Nilai solidaritas juga diperkuat melalui kehadiran Warung Amal yang menyediakan makanan dan minuman gratis bagi pengunjung. Inisiatif ini mencerminkan budaya gotong royong masyarakat Tangerang yang kuat. Warung Amal menunjukkan bahwa semangat kebersamaan dan kepedulian sosial tetap terjaga di tengah perhelatan besar keagamaan.
Kegiatan MTQ ini membuktikan bahwa acara keagamaan dapat berjalan seiring dengan penguatan ekonomi kerakyatan dan nilai-nilai sosial. Sinergi antara pemerintah, masyarakat, dan pelaku UMKM menciptakan ekosistem yang saling mendukung. Hal ini sejalan dengan visi untuk mewujudkan Kabupaten Tangerang yang religius dan sejahtera.
Apresiasi dan Prestasi dalam MTQ Kabupaten Tangerang ke-56
Pada penutupan MTQ Kabupaten Tangerang ke-56, Kecamatan Pagedangan, yang bertindak sebagai tuan rumah penyelenggara, berhasil meraih gelar juara umum.

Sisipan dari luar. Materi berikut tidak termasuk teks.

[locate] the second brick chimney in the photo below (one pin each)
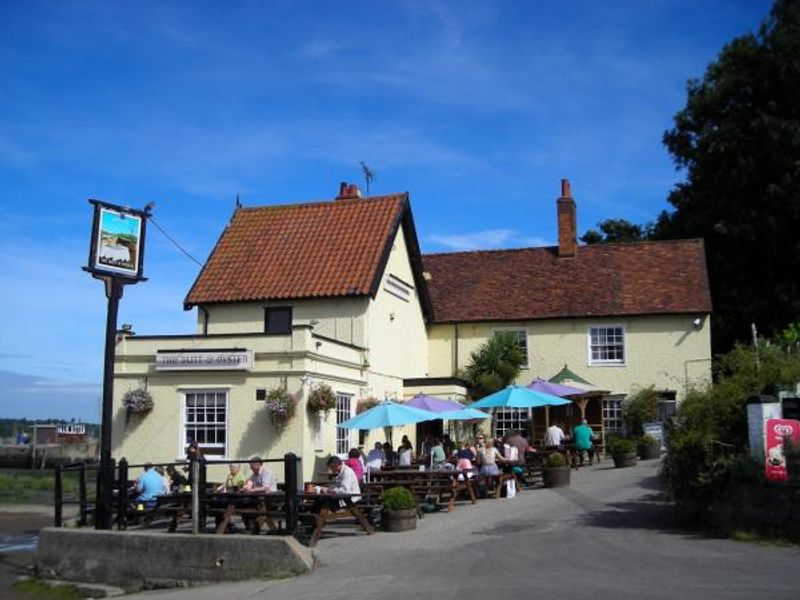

Prestasi ini menjadi kebanggaan tersendiri bagi masyarakat Pagedangan. Penutupan acara dilakukan oleh Bupati Tangerang, Moch Maesyal Rasyid, pada 13 Januari 2026.
Apresiasi juga diberikan kepada penyelenggara tingkat kecamatan, di mana Kecamatan Teluknaga berhasil meraih peringkat pertama sebagai penyelenggara terbaik selama tiga tahun berturut-turut. Ini menunjukkan konsistensi dan kualitas penyelenggaraan yang tinggi dari Kecamatan Teluknaga.
Adapun daftar lima besar kecamatan yang meraih prestasi dalam penyelenggaraan MTQ Kabupaten Tangerang ke-56 adalah sebagai berikut:
- Kecamatan Pagedangan (Juara Umum)
- Kecamatan Teluknaga
- Kecamatan Tigaraksa
- Kecamatan Sepatan
- Kecamatan Cikupa
- Kecamatan Curug
Bupati Maesyal Rasyid berharap agar para kafilah yang meraih prestasi tidak cepat berpuas diri, dan bagi yang belum berhasil, tetap semangat karena keikutsertaan mereka sudah merupakan bagian dari menghidupkan syiar agama.